Friday, March 24, 2017

Making the Impossible Possible


Nothing is impossible; the word itself says “I’m possible”. Audrey Hepburn

 

I remember the first day of physics class in college. A man walked in looking like something out of a cartoon: little pot belly, disheveled shirt, the bald spot on his head surrounded by a thin ring of hair that stuck up in every direction. He started writing something on the chalkboard:

“Definitely YES!

Probably yes.

Maybe.

Probably not.

Definitely NOT!”

He asked the class not to raise their hands, but to just think about where on that spectrum they were on the following question.

“Do you believe ghosts exist?”

After a short pause he drew a line between “Maybe” and “Probably not” then said, “Anyone from here down is going to have trouble with this class because if you can’t believe in something you can’t see, you’re going to have trouble believing things do what we say they do.” He then went on to add another fun little wrinkle by saying that some of what we’d be talking about as “laws” of physics weren’t really laws, they were just “hypotheses no one has proven wrong yet”.

Uhm. . .so, just believe it 'cause we say so until we prove differently. Sure. Okay. Needless to say this was not exactly what I expected to hear from a physics professor. LOL

Nice little trek down memory lane, but what’s it got to do with anything right now?

Well, we often limit ourselves because we can’t believe something we can’t see yet. Or we get stuck on a past experience, using that as “proof” that we can’t do something because we didn’t do it when we tried before.

What would happen if an ice skater kept thinking he/she would never be able to execute a triple axel because they’d fallen before and therefore didn’t try again? They’d be right. It wouldn’t be possible to ever execute one.

What if Thomas Edison believed that it was impossible to create the light bulb? Or if the Wright brothers believed it was impossible for man to ever fly?

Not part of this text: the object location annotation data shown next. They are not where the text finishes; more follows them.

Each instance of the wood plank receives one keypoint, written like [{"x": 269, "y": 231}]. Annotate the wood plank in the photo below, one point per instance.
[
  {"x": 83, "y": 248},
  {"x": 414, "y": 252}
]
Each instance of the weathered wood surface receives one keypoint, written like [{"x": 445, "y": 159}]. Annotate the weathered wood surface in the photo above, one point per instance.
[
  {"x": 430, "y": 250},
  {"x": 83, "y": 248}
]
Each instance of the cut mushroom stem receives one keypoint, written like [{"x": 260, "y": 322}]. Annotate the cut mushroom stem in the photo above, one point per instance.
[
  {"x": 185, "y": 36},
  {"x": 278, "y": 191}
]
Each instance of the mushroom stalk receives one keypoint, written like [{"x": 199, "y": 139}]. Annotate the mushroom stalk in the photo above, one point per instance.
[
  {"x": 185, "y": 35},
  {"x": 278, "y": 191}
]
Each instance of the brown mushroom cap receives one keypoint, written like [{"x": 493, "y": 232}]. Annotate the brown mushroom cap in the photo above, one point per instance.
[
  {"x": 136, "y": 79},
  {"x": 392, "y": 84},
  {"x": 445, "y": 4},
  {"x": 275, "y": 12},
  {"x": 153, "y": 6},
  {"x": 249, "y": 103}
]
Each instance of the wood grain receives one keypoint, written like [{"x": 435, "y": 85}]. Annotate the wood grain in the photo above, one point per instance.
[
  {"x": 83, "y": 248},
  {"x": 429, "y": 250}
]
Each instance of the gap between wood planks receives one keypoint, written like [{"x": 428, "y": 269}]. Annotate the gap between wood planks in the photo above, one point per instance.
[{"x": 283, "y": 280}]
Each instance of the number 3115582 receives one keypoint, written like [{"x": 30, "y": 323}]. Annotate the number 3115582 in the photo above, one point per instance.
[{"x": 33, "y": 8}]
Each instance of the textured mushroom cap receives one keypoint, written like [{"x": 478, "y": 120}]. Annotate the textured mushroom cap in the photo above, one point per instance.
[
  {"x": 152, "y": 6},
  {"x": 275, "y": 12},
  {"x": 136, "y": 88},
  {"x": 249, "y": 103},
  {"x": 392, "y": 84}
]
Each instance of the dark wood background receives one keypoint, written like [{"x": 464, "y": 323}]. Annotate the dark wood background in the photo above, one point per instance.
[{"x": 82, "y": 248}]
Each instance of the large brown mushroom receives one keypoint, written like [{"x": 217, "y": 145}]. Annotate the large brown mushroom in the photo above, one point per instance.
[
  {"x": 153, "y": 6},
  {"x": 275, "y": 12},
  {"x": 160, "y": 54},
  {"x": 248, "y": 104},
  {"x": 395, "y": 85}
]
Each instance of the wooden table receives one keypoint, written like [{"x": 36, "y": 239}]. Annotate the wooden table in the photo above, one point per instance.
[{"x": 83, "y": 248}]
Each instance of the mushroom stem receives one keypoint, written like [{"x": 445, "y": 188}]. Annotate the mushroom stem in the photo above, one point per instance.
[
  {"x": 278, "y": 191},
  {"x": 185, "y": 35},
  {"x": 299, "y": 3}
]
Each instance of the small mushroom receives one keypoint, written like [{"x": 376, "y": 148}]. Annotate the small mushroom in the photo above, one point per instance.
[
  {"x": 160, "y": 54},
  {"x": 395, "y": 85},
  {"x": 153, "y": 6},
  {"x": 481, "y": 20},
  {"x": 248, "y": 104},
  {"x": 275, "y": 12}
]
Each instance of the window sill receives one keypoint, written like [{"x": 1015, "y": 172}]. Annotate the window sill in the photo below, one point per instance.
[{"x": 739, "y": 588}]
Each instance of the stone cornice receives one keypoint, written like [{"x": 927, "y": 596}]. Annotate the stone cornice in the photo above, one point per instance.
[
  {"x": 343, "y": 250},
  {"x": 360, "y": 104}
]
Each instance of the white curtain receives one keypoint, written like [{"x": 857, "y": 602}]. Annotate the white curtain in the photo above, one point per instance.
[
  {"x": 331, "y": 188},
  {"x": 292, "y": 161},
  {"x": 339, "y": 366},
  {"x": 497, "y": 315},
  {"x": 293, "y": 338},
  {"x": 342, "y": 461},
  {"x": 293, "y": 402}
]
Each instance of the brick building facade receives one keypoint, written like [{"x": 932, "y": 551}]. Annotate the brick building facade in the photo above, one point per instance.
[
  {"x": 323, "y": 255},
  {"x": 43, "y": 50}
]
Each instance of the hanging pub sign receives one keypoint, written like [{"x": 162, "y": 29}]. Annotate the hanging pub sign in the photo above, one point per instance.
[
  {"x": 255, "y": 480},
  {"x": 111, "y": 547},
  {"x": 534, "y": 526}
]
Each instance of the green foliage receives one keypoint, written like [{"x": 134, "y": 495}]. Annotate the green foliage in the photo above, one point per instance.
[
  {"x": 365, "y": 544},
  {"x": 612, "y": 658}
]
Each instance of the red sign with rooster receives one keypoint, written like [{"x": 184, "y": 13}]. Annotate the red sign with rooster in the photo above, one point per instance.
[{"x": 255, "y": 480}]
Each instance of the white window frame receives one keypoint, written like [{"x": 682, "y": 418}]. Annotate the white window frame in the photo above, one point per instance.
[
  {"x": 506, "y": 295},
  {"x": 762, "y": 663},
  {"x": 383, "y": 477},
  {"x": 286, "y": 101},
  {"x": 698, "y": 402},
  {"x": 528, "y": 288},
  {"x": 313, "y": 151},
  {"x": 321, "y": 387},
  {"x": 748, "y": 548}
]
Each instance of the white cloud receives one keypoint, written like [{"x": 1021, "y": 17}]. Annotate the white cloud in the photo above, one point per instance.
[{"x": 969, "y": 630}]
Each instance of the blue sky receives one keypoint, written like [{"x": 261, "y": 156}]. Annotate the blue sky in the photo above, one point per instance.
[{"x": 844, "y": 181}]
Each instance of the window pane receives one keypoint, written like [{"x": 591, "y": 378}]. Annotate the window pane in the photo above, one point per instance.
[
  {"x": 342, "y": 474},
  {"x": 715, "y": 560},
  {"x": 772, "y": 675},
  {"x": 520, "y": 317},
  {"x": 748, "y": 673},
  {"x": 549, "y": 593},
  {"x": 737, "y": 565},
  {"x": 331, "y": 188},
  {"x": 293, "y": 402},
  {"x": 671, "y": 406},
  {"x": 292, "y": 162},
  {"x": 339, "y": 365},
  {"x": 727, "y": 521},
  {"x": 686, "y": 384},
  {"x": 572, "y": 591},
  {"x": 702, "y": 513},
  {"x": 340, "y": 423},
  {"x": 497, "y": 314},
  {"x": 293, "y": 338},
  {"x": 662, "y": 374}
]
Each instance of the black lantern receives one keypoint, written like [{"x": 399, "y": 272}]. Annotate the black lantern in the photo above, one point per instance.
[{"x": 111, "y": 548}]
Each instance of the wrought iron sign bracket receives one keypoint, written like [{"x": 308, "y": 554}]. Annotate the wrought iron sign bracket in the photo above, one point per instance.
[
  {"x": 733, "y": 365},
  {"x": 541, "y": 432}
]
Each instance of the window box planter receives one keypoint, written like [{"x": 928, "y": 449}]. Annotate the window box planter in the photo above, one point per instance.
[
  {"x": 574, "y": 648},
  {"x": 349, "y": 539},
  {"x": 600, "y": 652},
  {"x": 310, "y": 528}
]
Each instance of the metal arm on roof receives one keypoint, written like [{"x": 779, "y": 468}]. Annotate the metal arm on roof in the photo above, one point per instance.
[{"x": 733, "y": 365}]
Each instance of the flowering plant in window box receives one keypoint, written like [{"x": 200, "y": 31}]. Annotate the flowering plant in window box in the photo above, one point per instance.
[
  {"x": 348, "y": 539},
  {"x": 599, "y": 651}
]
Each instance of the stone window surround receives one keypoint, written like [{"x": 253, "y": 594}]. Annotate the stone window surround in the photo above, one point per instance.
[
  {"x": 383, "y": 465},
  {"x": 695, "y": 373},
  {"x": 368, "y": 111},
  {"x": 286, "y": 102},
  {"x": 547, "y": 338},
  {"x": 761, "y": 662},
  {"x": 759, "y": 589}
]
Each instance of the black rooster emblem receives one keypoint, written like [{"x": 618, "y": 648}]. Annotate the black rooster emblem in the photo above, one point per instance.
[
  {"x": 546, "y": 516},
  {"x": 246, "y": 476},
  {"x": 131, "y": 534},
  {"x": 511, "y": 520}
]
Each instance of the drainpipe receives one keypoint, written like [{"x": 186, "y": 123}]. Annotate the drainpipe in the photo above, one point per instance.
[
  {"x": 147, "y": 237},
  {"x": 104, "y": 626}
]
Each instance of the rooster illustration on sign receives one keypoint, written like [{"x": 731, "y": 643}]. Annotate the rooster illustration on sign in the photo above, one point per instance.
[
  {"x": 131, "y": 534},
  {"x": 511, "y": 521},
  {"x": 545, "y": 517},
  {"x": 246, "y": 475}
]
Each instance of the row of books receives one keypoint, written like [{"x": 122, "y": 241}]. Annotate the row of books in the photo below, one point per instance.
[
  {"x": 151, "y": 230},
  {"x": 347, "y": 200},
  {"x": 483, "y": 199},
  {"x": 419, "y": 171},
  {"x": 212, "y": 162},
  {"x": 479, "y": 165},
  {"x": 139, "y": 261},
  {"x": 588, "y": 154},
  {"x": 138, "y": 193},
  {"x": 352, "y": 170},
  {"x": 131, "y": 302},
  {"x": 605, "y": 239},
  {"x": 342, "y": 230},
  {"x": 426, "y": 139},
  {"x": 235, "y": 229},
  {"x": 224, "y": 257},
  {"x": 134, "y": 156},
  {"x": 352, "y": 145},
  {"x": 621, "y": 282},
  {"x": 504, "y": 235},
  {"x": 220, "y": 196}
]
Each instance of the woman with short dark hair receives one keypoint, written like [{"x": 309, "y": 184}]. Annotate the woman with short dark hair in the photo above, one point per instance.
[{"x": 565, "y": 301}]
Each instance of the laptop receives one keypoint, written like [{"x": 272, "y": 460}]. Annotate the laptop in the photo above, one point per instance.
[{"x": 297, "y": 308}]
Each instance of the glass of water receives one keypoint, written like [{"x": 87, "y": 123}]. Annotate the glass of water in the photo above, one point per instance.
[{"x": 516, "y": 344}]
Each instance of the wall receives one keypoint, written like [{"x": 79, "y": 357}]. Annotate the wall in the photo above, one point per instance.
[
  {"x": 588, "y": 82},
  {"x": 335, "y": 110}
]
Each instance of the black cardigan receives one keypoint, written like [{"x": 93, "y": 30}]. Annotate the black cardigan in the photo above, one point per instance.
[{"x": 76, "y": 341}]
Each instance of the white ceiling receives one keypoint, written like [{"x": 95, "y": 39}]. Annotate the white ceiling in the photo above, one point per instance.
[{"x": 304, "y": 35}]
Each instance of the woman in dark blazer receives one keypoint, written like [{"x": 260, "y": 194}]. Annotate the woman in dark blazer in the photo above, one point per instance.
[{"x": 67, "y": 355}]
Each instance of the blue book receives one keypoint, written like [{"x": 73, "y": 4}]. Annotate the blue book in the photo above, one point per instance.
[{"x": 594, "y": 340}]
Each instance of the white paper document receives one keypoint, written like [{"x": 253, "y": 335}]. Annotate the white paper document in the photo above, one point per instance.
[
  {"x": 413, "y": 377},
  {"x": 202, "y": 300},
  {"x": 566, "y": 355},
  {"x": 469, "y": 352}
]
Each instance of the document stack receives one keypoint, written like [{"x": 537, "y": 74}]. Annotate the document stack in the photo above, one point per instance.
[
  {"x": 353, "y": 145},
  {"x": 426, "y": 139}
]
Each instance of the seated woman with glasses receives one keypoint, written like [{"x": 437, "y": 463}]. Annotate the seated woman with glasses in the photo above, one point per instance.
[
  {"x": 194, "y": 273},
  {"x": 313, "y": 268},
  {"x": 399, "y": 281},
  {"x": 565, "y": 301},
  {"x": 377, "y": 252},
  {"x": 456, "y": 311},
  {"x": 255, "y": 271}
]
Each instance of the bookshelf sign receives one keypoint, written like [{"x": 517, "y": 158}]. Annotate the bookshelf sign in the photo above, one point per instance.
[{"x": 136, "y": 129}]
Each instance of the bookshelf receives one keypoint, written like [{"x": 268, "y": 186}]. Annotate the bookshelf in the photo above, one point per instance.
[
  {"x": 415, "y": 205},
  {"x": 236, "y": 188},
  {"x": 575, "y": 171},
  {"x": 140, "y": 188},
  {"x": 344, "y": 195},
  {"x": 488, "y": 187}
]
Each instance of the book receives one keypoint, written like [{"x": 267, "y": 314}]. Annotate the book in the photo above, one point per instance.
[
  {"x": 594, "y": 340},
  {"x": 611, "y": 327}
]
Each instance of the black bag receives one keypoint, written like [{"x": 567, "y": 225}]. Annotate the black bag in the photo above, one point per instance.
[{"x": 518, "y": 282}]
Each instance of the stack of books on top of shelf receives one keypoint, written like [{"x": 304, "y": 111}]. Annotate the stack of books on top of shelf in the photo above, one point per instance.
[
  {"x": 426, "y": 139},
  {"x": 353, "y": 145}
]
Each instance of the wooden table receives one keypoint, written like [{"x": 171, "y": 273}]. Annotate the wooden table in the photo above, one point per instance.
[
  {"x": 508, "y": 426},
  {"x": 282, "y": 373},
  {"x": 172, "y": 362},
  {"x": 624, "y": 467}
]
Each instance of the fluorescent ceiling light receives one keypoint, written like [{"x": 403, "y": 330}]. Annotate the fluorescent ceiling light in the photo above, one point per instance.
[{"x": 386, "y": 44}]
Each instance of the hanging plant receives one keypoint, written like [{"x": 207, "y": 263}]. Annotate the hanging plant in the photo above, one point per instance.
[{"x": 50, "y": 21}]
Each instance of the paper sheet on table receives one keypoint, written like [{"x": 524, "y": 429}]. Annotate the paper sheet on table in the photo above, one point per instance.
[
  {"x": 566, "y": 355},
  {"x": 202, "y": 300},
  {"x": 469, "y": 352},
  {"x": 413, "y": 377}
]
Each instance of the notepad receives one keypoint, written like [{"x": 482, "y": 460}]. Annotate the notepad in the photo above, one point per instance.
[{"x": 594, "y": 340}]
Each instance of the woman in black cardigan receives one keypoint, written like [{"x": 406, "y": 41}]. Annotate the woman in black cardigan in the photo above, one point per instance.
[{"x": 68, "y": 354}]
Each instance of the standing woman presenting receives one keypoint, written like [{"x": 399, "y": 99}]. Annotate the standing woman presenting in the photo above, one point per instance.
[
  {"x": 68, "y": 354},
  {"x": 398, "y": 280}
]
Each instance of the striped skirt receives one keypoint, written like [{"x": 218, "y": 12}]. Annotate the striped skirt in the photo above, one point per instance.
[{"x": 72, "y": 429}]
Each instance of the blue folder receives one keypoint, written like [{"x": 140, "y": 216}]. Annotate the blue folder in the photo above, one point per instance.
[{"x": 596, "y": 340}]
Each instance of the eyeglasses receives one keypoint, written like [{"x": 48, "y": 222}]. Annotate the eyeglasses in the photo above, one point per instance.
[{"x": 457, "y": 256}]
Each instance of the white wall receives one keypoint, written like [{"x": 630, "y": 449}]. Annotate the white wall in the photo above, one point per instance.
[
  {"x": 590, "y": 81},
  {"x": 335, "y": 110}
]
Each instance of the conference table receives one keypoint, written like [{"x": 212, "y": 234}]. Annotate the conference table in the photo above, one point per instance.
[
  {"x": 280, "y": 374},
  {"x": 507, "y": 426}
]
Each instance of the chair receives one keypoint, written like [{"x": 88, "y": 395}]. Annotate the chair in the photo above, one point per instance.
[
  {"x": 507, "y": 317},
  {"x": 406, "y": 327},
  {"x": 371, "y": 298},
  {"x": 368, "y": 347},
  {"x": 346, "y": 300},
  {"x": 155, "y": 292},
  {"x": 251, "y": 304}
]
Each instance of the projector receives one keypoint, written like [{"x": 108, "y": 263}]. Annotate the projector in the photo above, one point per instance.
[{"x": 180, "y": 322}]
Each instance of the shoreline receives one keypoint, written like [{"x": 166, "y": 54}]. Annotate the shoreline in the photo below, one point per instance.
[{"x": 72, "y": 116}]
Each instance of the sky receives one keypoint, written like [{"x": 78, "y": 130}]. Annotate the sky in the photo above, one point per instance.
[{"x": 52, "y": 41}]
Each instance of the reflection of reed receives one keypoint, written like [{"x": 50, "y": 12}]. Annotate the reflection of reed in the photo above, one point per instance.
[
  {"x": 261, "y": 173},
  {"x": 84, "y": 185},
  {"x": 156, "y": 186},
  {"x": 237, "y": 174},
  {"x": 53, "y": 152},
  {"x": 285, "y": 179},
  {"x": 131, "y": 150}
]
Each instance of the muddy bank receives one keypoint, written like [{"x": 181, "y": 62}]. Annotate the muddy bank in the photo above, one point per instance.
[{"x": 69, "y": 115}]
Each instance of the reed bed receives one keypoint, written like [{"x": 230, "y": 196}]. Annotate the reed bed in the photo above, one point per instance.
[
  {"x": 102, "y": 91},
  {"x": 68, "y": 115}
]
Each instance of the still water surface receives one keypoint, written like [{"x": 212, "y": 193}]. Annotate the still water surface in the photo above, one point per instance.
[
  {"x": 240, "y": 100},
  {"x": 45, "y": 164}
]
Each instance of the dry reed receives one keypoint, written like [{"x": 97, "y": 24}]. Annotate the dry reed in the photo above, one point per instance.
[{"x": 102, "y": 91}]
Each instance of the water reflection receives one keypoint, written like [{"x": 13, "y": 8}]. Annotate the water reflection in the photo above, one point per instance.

Sure it wasn’t possible at the time, but they proved it wrong. Granted it took a lot of effort and lot of trial and error, but they didn’t let the “impossible” limit their belief or keep them from trying.

We do this often on a much smaller scale, telling ourselves we “can’t” do something before we even start, or setting our goals so low we never stretch and grow.

Before I joined a praise team at church, I didn’t think I could sing harmony if I didn’t have the notes in front of me. I can – I just had never tried. I didn’t think I could ever write a book. It may not be complete yet, but now I know I not only can do it, I AM doing it.

Six months ago, I didn’t believe I could make enough progress in a short time to do well in a body transformation contest, then something clicked and I started to really believe I could. I certainly didn’t have any evidence of that yet. At one point during the challenge, there was a guy who posted this excel chart where he’d crunched all kinds of data and thought he could predict based on his data who was going to be in the top three. I was barely in the top 10 and that only in 1 of the categories he chose. The rest - not even close. I could have believed that because it was something I could see; hard data that “proved” it. But in reality, it was just his hypothesis and it hadn’t been proven wrong yet. I chose to believe I could still win, and that there were many factors he had no way of measuring. You know what? I was right! I proved his hypothesis wrong! I won first place in the women.

The point is, if I kept on with the belief that I couldn’t do those things, I would never have accomplished any of them because I wouldn’t have put forth the effort to do so.

If you already have the proof you can do it, then it’s not going to feel like you accomplished much. But if you aim higher, I assure you it will feel great when you get there. So dream big. Set goals that scare you a little. Then believe you can do it, visualize reaching it, and go for it.

Instead of accepting only what you can see already, instead of acquiescing to the idea that something is “impossible”, listen to the whisper in your mind that says “I’m possible”.